Another interesting dynamic of the acceleration cap and the directional change being determined separately is that you can actually build horizontal speed very slowly by only applying “upwards” jets:

[youtube=http://www.youtube.com/watch?v=KyLoG_RwKKk]

So that’s all mostly about just the jet pack above 72km/hr. iHaTehNameGame’s videos already have explained the two ways to use air control above 72km/hr, but here they are again:

[youtube=http://www.youtube.com/watch?v=hShoJj91wTg]

(edit: Worth pointing out here that with these maneuvers, it doesn’t matter what movement key you are pushing. Only the direction you are applying in. For example, facing backwards and pushing move forward + jet does the same thing as facing forwards and pushing move backwards + jet.)

Also a note: applying air control without jetting still behaves the same as the diagram at the top, but if the horizontal acceleration cap (your run speed) has already been met, air control will not speed you up.

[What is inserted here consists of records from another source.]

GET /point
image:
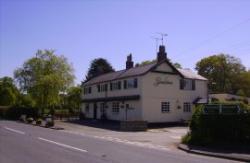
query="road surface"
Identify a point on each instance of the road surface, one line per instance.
(22, 143)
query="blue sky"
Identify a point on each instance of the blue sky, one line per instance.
(86, 29)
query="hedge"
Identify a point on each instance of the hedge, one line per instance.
(15, 112)
(218, 128)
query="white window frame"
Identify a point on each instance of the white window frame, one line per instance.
(87, 108)
(187, 107)
(165, 107)
(115, 108)
(102, 107)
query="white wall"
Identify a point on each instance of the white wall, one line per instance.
(135, 113)
(153, 95)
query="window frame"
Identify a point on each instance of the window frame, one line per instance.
(165, 107)
(187, 108)
(115, 107)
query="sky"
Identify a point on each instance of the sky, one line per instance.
(83, 30)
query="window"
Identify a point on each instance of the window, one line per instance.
(186, 107)
(130, 83)
(165, 107)
(115, 107)
(187, 84)
(87, 90)
(102, 107)
(102, 87)
(87, 108)
(115, 85)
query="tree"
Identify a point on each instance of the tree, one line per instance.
(44, 77)
(8, 92)
(222, 71)
(74, 99)
(98, 67)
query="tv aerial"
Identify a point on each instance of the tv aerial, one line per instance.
(156, 42)
(162, 35)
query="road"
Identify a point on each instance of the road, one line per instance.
(22, 143)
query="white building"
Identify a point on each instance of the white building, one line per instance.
(157, 92)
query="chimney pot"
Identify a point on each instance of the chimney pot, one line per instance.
(161, 55)
(129, 62)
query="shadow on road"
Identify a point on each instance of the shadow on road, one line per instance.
(115, 125)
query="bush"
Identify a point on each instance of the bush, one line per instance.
(49, 124)
(218, 128)
(30, 120)
(15, 112)
(81, 116)
(39, 121)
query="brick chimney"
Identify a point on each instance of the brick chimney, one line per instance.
(161, 55)
(129, 62)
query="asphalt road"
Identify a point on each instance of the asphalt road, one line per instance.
(21, 143)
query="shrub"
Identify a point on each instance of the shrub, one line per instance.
(81, 116)
(15, 112)
(218, 128)
(22, 118)
(49, 124)
(30, 120)
(39, 121)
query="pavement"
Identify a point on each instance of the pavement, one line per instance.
(25, 143)
(232, 154)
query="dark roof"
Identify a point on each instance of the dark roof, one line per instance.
(141, 70)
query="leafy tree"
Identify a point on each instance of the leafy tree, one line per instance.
(8, 91)
(74, 99)
(98, 67)
(242, 84)
(221, 70)
(44, 77)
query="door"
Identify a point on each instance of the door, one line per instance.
(95, 111)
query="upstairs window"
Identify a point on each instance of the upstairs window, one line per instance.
(102, 107)
(130, 83)
(187, 107)
(187, 84)
(115, 85)
(165, 107)
(102, 87)
(87, 90)
(87, 108)
(115, 107)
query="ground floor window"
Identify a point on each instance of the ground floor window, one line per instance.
(186, 107)
(115, 107)
(165, 107)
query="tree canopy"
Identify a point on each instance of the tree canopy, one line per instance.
(44, 77)
(98, 67)
(225, 73)
(8, 92)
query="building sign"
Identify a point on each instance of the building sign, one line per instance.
(160, 80)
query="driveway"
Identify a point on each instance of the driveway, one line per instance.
(162, 137)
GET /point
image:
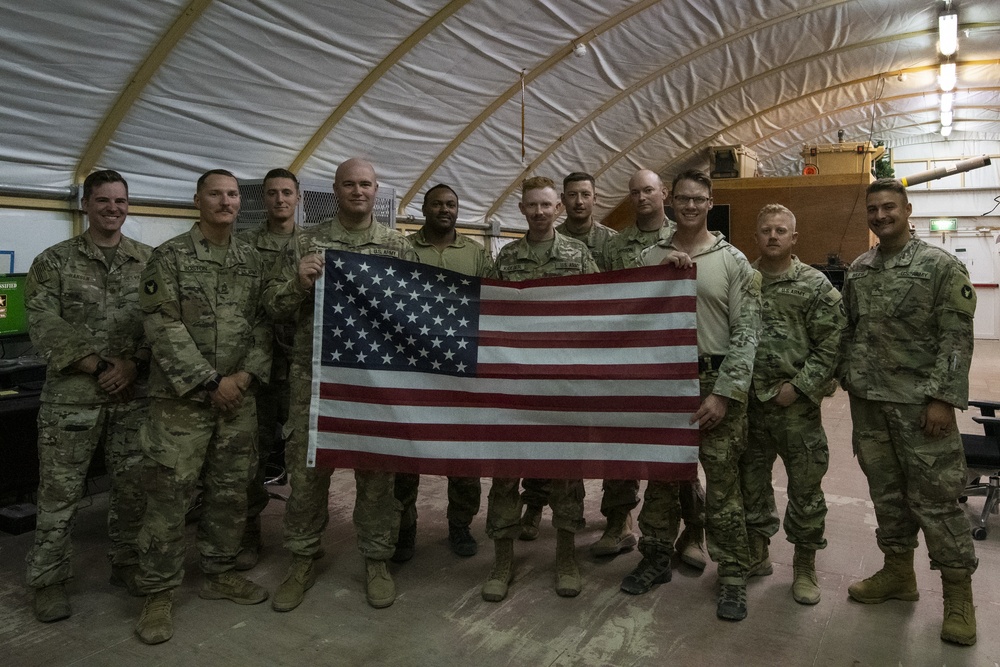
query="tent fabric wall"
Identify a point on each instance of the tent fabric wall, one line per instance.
(430, 90)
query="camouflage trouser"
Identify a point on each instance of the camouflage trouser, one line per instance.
(536, 491)
(503, 507)
(619, 495)
(914, 482)
(796, 434)
(725, 525)
(272, 413)
(464, 496)
(68, 435)
(664, 505)
(181, 440)
(376, 510)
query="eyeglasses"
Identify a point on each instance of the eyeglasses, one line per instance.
(684, 201)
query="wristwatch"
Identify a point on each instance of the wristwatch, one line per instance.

The reason that the last video works the way it does is that after speeds of 72km/hr have been reached, applying a directional key while jetting ceases to change your speed (beyond the flat 1km/hr rate from your jets) and only changes your direction. So applying lateral air control rotates your direction of movement, and applying “backwards” air control simply shifts your direction towards the vertical plane much faster. I do not think this is a bug: this is just how the jet pack works when moving over 72km/hr.

There is another special speed, which I think is 180km/hr. Past 180, applying lateral air control ceases to do much of anything, which is why you will sometimes just fling off in to the middle of nowhere and there’s nothing you can do about it.

Now you know what your jet pack does.